День рождения кошки - страница 9
— Иди купи мне расческу: моя осталась в номере, — неживым голосом отослала его, чтоб исчез.
Он преданно снялся с места — побежал, еще не представляя, в какую сторону надо, и на бегу озирался, ища в зале киоск. Он взмахивал растопыренными руками, сам узкий, неправдоподобный, как будто нарисованный на детском рисунке: ручки-палочки, ножки-палочки и туловище-палочка.
Очень скоро принес ей синюю расческу с вычурными изгибами — чего еще можно было ждать от него! Она безучастно взяла ее, расчесала свои незаметные коротко остриженные волосы спортсменки. Потом, спрятав расческу в карман брюк, вдруг рассердилась:
— Ты плохую купил! Иди купи другую.
Он не поверил, что плохую — «Я думал, наоборот, дамская!..» — но послушно бросился исполнять, он исполнял бы и исполнял еще сто повелений, а ей лишь бы он сгинул куда-нибудь, ей лишь бы остаться одной и плакать. Она примостила взгляд на женщине впереди — у женщины на руках была девочка, такое же крошечное дитя, как и далекий Женин сын, и Женя оплакивала себя, уничтоженную, стертую с лица земли; а эта девочка маленькая ничего не ведает — а вдруг она вырастет и ей тоже доведется такое — вдруг и на нее где-то сейчас подрастает негодяй ради неискоренимого исполнения зла на свете.
Кругом ходили люди, их было очень много, и все до одного имели такие лица, будто никакого зла вообще не существует и потому они могут ни о чем не тревожиться, а беспечно летать из одного города в другой. Женя заподозрила, что это ей одной из всех так не повезло и теперь ей одной ходить, стыдливо клоня голову, а остальные — чисты и безгрешны.
И она опять заплакала уже привыкшими глазами: за что же ей одной из всех досталось узнать, что совершается на свете под прикрытием утра, солнца и блеска реки!
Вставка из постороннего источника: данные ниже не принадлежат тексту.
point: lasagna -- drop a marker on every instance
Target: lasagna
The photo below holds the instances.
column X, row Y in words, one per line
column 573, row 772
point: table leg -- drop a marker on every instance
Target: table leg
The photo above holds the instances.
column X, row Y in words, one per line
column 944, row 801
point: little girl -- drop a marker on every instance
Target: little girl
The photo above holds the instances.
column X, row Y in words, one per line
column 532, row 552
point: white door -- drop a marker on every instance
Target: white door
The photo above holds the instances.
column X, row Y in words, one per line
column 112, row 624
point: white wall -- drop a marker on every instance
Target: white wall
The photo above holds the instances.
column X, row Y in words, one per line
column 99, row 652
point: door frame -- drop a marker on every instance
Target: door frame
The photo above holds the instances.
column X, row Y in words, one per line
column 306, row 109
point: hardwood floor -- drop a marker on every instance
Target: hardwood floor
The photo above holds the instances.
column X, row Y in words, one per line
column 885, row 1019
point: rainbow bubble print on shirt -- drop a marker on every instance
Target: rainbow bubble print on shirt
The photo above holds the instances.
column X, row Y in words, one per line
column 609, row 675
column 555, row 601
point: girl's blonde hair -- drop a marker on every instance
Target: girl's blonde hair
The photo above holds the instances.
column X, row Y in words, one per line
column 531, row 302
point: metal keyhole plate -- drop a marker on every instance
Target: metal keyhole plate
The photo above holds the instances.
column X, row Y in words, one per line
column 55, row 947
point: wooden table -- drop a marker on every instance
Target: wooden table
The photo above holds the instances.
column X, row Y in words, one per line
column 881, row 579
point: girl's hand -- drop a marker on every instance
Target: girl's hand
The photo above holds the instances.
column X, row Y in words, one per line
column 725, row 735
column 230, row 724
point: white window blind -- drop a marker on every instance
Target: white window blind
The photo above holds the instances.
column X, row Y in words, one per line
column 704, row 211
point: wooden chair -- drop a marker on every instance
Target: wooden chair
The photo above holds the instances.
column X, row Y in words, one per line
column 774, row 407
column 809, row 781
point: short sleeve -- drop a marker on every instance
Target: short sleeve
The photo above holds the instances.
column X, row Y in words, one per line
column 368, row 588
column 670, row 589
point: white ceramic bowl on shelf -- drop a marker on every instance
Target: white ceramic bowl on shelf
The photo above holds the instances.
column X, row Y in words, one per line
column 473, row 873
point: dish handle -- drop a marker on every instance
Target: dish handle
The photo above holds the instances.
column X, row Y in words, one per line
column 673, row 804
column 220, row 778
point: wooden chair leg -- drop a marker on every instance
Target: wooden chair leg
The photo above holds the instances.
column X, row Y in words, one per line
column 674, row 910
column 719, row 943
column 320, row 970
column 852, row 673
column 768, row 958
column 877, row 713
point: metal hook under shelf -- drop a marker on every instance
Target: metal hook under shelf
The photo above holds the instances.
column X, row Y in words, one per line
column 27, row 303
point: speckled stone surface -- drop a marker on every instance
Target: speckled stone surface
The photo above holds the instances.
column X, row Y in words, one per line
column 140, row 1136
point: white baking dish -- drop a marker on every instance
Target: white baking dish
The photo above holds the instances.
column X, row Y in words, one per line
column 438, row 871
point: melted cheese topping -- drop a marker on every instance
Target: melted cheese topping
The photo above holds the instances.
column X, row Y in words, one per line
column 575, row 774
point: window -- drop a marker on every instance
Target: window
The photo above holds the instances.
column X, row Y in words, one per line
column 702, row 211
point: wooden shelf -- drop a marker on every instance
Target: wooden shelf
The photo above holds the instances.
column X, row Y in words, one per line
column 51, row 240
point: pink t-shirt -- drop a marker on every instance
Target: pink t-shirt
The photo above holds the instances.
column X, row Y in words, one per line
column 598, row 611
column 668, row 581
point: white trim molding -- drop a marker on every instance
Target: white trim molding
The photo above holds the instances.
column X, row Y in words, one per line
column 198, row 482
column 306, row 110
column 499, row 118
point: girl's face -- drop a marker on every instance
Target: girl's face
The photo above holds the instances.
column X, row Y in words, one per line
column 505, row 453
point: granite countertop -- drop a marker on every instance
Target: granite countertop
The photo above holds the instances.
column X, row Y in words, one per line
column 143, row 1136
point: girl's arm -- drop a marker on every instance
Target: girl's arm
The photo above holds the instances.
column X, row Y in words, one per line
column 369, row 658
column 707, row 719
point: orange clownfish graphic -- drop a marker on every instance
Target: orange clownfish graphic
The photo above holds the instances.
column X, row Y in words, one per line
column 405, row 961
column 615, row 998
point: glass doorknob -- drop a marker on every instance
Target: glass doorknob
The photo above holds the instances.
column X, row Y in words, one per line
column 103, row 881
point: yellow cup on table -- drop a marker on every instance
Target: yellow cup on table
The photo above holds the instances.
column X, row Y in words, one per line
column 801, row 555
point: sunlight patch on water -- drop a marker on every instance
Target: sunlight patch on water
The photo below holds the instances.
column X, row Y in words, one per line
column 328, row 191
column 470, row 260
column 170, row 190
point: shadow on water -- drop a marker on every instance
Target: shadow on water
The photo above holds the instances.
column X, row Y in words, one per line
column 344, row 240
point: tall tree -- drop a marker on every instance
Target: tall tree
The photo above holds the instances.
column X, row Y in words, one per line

А вот и олицетворенное зло приближается к ней — с новой расческой в руке, растерянный и повинный, и он печально спрашивает ее:
— Ну что ты опять плачешь?
— А ты бы хотел, чтобы я радовалась? — жалко всхлипывает она и не прячет от него слезы, сочувствия просит: чтобы он пожалел ее и затосковал вместе с нею, ее обидчик. Что ж, ведь больше ей некому пожаловаться…
А игрушечная обезьянка Астап так ничего и не понимал, он притих и с огорчением думал: что уж такого, ведь я ее не убил, не поранил, и она ведь все равно не девушка, и я ничем не заразил ее — это точно.
Она сказала, присмирев:
— Ты не виноват. Это мне — за мое. За выражение лица… И чтоб знала, с кем связываться… — Мелькнула на миг злоба, но нет, только на миг — она отмела, ей не хотелось сейчас обижать Астапа: ведь позади у них осталось таинство, предназначенное природой к священному делу продолжения жизни, и что бы там и как бы там ни было, они пережили кровное родство соития; Женя была почвой, которую бедняга засеял, и ему велел теперь инстинкт хранить и оберегать эту почву ради будущих всходов потомства, и вот он покупал ей расчески, он заботился о ней, и он не мог сейчас не любить ее: она содержала в себе часть его самого; и Женя тоже чувствовала все это и не могла больше держать в себе ненависти к нему.
Ненависть появилась позднее — в самолете. Проникло, пробралось до самого костного вещества: осквернилась. От брезгливости она несколько раз ходила мыть руки, она прикладывала их к горящему лицу — но очищения не наступало, и, возвращаясь, она с недоумением оглядывала пассажиров: опять эти нейтральные, ни в чем не замешанные лица — но теперь она не верила больше, что они не знают зла, — знают, все видели, но каждый утерся, съел и пошел как ни в чем не бывало — все скоты, и сейчас она была уверена: о каждом из них знает всю подноготную, всю их таимую, постыдную правду — она есть, эта правда, ибо, не кройся она за пристойным покоем их лиц, разве могла бы уцелеть без благотворной среды и тайного пропитания, находимого в каждой из этих душ, зараза, бацилла тупого, жестокого зла!
Зная теперь то низкое за собой и за этим щуплым Астапом (к имени которого она не имела права прибавить «негодяй», потому что поняла: он не был бы им, окажись она другой), зная то низкое, она не могла не подозревать его и в остальных людях.